Please elaborate on the "steel soup". Specifically, what are you doing (what process and/or product are you using) to get the dark surface finish?


----------



## Rootpass (Mar 3, 2020)

Nice! That’s a lot of holders!!


----------



## DavidR8 (Mar 3, 2020)

Nice work!
+1 on the soup ingredients!


Sent from my iPhone using Tapatalk


----------



## rwm (Mar 3, 2020)

Outstanding. Damn that looks like a lot of work!
Robert


----------



## mattthemuppet2 (Mar 3, 2020)

thanks everyone! It did take a while, must have started around the end of January and whittled away at it a little here and there. Good stress relief. Doing a bunch at once did reduce the amount of time per holder though. Drilling and tapping all those holes probably only took a couple of hours if that.

Steel soup - wash steel in Dawn, wipe down with acetone and handle with gloves on (I didn't do the last two, so there was some blotchiness). Add 10g of ammonium nitrate per liter water (I used 20g in 2l), bring to boil, put in CLEAN steel and stir every 20min or so for an hour. Take out, dry and oil. That's it. Solution was poured into a juice container for reuse.
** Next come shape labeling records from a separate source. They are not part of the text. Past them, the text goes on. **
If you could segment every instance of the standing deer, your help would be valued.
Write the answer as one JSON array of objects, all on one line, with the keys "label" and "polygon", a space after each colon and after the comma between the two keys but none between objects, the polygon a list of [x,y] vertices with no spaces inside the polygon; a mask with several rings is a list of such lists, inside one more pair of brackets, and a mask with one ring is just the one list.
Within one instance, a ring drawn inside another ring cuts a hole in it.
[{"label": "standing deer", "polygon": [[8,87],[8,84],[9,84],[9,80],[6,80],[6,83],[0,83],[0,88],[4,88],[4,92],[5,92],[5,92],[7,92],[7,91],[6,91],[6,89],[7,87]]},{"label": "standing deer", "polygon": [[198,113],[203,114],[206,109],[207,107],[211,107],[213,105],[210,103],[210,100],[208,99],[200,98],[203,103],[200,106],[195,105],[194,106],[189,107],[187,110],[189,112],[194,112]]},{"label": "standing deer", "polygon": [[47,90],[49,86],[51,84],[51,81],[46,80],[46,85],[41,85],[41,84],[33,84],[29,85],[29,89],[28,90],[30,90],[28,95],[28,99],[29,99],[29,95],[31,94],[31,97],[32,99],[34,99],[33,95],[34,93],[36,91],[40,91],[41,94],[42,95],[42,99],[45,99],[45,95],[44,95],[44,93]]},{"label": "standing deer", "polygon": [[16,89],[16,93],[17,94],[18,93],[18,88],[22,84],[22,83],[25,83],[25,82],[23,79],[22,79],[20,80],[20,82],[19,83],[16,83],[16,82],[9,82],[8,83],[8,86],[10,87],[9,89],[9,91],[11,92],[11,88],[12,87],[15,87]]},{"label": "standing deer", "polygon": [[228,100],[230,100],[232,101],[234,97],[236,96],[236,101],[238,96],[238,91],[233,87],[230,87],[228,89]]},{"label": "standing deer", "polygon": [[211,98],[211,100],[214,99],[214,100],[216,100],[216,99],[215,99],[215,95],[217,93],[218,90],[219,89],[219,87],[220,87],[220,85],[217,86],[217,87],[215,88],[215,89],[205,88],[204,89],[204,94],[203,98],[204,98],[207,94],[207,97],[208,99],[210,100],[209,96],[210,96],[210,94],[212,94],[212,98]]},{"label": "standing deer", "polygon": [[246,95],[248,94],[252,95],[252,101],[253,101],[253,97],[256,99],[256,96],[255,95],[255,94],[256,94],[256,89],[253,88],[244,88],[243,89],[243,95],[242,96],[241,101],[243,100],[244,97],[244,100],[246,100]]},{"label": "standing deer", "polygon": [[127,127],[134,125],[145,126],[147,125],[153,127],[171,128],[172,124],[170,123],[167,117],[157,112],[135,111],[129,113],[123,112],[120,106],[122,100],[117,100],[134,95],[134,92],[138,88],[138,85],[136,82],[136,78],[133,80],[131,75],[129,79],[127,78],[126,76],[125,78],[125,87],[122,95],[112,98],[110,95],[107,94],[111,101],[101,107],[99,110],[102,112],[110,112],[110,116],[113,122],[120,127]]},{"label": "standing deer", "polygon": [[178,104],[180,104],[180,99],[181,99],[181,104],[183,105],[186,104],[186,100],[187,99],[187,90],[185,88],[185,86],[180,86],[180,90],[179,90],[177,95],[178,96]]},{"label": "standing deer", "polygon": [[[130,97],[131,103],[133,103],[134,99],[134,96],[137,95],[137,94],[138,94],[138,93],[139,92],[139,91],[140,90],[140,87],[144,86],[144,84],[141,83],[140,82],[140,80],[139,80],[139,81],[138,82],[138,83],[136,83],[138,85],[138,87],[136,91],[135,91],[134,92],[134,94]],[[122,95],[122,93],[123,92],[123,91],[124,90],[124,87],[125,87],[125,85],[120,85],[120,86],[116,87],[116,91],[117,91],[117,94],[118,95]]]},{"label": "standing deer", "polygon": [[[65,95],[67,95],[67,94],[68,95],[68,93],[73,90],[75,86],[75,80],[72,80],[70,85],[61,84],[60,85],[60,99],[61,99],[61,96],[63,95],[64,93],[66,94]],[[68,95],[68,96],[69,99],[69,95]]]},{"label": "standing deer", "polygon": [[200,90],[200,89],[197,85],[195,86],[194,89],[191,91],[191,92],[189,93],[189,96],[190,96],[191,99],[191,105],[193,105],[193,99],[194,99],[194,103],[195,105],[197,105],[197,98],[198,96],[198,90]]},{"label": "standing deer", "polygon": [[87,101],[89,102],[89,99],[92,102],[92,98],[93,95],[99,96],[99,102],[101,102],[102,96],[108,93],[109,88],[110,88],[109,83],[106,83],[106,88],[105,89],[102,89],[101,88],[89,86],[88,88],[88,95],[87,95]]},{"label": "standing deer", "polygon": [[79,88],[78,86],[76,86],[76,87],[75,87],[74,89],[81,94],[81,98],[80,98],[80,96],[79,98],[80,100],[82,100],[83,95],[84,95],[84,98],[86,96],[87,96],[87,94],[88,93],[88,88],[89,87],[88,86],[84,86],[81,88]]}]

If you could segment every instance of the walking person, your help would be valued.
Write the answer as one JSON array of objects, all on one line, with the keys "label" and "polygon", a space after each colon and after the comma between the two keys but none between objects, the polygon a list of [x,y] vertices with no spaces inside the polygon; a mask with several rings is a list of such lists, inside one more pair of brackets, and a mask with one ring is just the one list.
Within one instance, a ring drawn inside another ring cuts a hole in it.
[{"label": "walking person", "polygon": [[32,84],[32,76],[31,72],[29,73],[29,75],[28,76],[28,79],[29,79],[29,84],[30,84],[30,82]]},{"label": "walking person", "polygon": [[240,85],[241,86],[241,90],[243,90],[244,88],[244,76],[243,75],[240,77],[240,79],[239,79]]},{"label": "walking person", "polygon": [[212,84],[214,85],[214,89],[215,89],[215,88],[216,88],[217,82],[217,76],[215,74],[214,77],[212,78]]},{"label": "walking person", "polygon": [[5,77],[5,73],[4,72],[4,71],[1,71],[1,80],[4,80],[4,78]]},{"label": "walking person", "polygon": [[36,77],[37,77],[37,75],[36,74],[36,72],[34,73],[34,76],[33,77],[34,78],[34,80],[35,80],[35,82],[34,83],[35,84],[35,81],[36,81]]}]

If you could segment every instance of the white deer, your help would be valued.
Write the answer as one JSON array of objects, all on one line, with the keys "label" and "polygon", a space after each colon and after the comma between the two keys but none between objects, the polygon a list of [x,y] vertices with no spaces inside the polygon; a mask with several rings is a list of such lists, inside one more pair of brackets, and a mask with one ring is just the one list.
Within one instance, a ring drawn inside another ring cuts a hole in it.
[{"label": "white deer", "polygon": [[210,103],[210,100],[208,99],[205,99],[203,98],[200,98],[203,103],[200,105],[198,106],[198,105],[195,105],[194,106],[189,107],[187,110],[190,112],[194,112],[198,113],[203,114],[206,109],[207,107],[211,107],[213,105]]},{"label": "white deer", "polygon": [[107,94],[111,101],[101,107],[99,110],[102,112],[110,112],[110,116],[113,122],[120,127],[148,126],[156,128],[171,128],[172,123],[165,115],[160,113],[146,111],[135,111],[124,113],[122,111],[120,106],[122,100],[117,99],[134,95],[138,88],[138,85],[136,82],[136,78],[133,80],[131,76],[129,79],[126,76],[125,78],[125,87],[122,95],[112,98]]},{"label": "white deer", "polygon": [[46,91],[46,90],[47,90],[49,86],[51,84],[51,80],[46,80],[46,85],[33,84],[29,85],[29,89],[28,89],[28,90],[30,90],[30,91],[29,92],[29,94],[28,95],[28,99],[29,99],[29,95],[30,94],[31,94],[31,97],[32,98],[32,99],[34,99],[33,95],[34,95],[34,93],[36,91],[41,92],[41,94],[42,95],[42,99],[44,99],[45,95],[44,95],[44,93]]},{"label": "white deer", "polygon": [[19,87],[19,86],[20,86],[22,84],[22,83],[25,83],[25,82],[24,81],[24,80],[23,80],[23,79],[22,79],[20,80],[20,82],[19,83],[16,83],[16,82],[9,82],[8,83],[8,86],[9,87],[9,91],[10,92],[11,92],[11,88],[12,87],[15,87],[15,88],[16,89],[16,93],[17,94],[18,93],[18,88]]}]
Only tricky part is getting hold of ammonium nitrate - you can get it off eBay or Amazon (look for DIY instant cool pack ingredients) or have a friend who's a Chemistry Professor, who gets some out of the chemistry prep room


----------



## mattthemuppet2 (Mar 3, 2020)

oh and the large holder was cold blued (Brownells Oxphoblue?). A bit paler than the black oxide and doesn't seem to retain oil as well.


----------



## MontanaLon (Mar 3, 2020)

You can buy home shop amounts of ammonium nitrate in the exploding binary targets for sale at your local gun shop. Just discard the packet of aluminum powder. I have a bunch of tool holders to finish as well, I may give it a shot.


----------



## mattthemuppet2 (Mar 3, 2020)

that's cool, didn't know that! You used to be able to get it from instant cold packs, but most of them have now gone to using urea instead. I produce more than enough of that for free


----------



## middle.road (Mar 4, 2020)

So that's where are the holes are.


----------



## mattthemuppet2 (Mar 4, 2020)

yep


----------